Is $\mathcal{A}=\left\{M_{\varphi} | \varphi \in C([0,1])\right\}$ a Banach algebra?

Question

Consider the space $V$ of continuous functions on [0,1] with the 2-norm $\|f\|_{2}^{2}=\int_{0}^{1}|f|^{2}$. Define a liner map $M_{\varphi} : V \rightarrow V$ by $M_{\varphi} f=\varphi f$ where $ \varphi \in C([0,1])$. Is $\mathcal{A}=\left\{M_{\varphi} | \varphi \in C([0,1])\right\}$ a Banach algebra?
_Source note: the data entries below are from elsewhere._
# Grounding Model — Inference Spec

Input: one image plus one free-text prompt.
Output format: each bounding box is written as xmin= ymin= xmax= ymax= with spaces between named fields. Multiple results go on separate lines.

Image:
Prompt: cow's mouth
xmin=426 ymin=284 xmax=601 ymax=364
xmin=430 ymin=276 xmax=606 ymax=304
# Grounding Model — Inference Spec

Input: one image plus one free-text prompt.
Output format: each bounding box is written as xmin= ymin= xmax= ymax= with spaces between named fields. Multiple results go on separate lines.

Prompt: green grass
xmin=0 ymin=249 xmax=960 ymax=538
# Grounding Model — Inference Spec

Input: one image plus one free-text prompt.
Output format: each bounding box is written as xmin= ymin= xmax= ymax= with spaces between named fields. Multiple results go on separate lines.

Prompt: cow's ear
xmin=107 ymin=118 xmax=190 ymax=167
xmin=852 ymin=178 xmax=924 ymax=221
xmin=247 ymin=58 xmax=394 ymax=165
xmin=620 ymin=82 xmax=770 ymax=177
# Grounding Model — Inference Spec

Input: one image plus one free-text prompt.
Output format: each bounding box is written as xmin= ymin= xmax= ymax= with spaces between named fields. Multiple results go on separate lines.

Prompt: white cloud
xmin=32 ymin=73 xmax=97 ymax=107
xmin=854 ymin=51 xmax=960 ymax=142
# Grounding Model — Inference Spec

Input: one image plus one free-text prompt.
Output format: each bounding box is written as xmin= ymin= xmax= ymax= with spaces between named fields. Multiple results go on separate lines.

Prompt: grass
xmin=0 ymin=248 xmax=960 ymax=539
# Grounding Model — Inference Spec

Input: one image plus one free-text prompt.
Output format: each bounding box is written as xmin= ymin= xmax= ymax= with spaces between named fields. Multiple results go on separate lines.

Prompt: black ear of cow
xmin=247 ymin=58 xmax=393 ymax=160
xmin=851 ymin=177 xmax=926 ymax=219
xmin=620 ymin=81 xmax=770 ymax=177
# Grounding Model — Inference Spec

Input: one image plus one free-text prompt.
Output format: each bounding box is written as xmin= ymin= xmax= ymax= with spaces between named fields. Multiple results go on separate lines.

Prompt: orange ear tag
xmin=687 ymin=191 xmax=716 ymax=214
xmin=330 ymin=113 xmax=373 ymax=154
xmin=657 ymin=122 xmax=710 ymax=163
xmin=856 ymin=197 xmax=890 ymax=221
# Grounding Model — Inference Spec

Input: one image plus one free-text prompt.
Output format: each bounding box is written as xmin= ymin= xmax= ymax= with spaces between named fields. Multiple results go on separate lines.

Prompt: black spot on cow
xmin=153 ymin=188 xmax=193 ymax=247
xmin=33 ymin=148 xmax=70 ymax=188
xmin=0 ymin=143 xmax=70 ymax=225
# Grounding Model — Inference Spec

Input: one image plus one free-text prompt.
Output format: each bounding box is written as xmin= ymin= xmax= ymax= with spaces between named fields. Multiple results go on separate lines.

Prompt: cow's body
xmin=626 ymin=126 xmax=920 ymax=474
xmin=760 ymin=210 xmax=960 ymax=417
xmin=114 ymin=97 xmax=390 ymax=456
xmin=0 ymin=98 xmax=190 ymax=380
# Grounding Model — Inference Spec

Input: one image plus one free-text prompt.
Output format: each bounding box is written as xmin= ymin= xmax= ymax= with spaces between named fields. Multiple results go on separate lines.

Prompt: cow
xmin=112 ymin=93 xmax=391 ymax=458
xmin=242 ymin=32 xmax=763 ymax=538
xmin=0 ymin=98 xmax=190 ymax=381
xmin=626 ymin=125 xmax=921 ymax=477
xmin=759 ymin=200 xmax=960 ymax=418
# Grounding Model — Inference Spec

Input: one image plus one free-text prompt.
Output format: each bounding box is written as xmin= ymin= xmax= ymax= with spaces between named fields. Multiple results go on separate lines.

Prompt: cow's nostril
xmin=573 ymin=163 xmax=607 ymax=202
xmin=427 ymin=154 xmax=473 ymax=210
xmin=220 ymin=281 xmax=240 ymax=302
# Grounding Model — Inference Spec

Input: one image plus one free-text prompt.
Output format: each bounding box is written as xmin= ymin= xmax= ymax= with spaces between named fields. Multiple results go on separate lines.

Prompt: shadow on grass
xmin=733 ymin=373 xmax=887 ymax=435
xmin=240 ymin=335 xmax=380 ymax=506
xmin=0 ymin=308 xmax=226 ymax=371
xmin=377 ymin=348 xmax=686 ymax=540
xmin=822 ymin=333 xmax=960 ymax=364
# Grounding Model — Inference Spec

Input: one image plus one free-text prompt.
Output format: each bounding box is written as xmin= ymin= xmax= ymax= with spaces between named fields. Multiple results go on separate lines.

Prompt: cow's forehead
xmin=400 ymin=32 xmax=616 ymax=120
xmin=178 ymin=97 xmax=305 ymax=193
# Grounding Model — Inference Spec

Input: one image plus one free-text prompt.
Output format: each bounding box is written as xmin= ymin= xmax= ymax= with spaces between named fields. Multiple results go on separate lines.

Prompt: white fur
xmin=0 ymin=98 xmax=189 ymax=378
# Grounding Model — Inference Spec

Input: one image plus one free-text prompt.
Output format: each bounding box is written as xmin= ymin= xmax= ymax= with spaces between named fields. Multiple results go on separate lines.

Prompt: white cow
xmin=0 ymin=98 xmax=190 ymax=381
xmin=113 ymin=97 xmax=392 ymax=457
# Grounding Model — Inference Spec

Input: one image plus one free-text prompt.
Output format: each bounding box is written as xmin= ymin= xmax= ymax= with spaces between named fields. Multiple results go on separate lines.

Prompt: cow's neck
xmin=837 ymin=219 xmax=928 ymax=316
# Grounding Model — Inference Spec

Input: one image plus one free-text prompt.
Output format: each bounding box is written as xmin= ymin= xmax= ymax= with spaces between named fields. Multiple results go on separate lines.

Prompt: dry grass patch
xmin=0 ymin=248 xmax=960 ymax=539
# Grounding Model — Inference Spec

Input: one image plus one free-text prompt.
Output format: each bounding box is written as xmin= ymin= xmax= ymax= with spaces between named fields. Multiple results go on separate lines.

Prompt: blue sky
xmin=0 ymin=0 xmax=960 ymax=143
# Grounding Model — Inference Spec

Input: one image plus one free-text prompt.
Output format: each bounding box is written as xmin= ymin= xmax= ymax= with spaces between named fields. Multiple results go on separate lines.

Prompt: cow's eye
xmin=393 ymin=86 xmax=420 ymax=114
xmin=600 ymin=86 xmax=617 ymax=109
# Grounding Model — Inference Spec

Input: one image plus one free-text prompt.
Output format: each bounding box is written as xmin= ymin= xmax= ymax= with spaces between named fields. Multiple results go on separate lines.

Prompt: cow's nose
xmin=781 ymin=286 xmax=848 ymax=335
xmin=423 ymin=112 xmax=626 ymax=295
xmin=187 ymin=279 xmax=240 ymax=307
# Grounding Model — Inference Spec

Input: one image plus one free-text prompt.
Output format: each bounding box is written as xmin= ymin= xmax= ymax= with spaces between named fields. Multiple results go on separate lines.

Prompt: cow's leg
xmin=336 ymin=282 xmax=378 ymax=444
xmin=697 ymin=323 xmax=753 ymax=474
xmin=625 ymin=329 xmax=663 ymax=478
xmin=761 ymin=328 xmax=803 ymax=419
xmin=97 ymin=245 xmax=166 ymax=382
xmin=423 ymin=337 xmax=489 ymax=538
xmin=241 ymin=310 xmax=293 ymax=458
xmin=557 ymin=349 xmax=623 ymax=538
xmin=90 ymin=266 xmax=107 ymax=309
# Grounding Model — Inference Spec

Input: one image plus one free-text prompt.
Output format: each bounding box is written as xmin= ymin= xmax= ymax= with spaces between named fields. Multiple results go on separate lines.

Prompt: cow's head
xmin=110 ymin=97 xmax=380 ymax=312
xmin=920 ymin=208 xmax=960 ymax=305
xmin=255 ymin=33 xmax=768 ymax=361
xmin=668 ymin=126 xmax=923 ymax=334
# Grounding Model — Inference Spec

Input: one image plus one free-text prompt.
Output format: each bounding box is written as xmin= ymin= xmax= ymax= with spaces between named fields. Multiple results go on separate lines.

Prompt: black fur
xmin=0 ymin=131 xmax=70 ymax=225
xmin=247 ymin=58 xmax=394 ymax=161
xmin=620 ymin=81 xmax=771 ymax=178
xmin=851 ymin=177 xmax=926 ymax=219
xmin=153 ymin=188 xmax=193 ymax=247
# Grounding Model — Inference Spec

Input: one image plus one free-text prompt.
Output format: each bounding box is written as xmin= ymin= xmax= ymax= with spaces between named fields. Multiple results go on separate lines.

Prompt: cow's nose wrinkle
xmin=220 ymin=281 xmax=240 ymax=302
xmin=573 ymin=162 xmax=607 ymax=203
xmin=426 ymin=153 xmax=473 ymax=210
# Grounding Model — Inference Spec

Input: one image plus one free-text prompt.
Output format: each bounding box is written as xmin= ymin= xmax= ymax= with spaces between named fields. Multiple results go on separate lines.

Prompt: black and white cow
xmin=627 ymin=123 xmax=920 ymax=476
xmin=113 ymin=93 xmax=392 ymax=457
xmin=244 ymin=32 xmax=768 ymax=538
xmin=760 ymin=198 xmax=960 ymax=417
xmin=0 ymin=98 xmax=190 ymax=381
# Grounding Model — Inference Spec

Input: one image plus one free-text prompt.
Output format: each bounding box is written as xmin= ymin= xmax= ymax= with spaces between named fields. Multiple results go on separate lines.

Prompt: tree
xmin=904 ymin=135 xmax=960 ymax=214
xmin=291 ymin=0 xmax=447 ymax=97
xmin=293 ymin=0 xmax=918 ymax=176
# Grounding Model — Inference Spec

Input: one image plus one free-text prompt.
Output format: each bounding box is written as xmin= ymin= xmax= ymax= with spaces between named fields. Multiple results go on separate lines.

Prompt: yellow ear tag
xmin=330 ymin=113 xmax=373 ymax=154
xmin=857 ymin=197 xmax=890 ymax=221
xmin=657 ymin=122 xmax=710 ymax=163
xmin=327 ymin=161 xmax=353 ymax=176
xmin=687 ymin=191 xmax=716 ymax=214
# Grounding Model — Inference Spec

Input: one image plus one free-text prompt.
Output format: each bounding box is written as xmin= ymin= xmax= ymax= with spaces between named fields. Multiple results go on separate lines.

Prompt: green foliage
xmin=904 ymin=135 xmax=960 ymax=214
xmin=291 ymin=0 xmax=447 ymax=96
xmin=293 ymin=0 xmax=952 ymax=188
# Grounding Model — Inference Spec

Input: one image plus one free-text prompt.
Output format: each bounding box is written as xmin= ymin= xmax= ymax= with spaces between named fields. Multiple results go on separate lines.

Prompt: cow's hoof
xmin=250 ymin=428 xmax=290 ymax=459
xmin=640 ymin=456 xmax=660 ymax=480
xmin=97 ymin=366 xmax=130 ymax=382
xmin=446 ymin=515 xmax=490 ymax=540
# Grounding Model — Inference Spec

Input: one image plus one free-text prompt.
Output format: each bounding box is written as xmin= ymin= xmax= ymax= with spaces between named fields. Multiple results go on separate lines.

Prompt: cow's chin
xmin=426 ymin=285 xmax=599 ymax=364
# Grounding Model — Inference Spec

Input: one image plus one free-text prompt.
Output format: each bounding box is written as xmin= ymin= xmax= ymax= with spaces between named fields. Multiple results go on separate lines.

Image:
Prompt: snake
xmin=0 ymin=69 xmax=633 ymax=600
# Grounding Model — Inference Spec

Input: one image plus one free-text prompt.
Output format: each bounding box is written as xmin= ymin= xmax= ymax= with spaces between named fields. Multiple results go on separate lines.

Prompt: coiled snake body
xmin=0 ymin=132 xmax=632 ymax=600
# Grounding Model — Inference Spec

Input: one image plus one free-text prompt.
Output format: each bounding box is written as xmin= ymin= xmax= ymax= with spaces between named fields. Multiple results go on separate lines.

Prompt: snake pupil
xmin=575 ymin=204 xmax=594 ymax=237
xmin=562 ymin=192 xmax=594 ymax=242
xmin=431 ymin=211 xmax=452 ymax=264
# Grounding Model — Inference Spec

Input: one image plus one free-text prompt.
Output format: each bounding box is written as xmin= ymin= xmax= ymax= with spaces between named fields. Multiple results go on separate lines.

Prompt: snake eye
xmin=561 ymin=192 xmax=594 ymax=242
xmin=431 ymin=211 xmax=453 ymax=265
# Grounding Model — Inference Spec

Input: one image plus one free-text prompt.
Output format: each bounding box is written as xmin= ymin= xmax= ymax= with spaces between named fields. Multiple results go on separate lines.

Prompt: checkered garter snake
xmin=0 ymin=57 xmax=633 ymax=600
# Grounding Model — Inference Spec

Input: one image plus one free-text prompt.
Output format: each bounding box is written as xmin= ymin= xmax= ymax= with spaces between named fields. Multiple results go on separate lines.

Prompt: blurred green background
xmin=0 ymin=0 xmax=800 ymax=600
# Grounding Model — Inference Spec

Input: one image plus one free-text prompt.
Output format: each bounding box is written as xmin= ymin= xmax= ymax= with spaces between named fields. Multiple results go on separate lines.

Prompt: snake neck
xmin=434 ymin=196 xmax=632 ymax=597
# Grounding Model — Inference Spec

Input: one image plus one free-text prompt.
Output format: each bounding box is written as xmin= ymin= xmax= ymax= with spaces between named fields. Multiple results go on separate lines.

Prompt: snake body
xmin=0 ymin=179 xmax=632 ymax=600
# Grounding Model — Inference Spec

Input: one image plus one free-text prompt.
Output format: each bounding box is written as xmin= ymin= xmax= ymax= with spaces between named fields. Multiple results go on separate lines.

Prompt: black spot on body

Since $V$ is an incomplete normed linear space, it is not enough to prove that $\mathcal{A}$ is closed. I have proved that $M_{\varphi}$ is bounded and $\|M_{\varphi}\|=\|\varphi\|_{\infty}$. How to prove that $\mathcal{A}$ is a Banach algebra? Should I use the Stone–Weierstrass theorem?

Answer 1

The operator norm of $M_{\phi}$ is the sup norm of $\phi$. Hence your space is isometrically isomorphic to $C[0,1]$ and this makes it a Banach space. Other properties of a Banach algebra are trivial verifications.